Is There Any Way To Get Around Capital Gains Tax or Can You Avoid Paying Capital Gains Tax By Reinvesting?
As far as exemptions are concerned, we have already seen the cap in this year’s budget for Entrepreneurs’ relief lowered from £10 million to £1 million. In advance of the budget and business sales, this measure was generally predicted to be accelerated to completion before the budget day where appropriate.
The number 1 exemption from capital gains tax is Principal Private Residence Relief (PPR).
It would be a move of extraordinary political courage for a Chancellor to abolish or water down PPR (besides tinkering with lettings relief and the sale window of 9 months) and push CGT to a possible fee for two-thirds of UK households.
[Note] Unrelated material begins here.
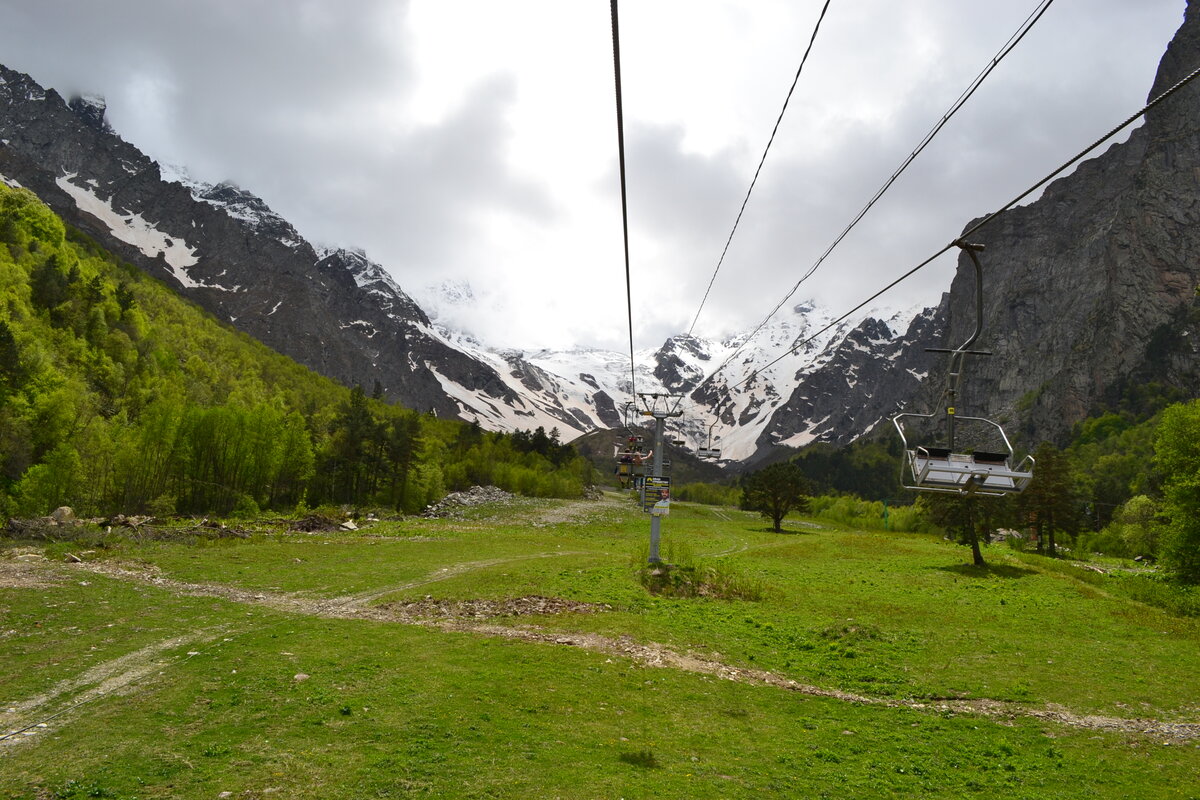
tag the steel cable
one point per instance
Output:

While there may be absolutely no fundamental rationale for treating benefit on the selling of your property much differently than any other kind of profit, the Chancellor may be alert to the unique relationship of our nation with the idea of homeownership and an embedded, if irrational, expectation that taxes will leave the family home untroubled.
If a move to PPR is the obvious option for reform from an arithmetical/revenue viewpoint, politics and public opinion will limit the scope of such reform. To the degree that increasing the tax burden only on the ‘wealthy’ may be viewed as generally palatable by the larger public, we can only see CGT on gains above a certain threshold.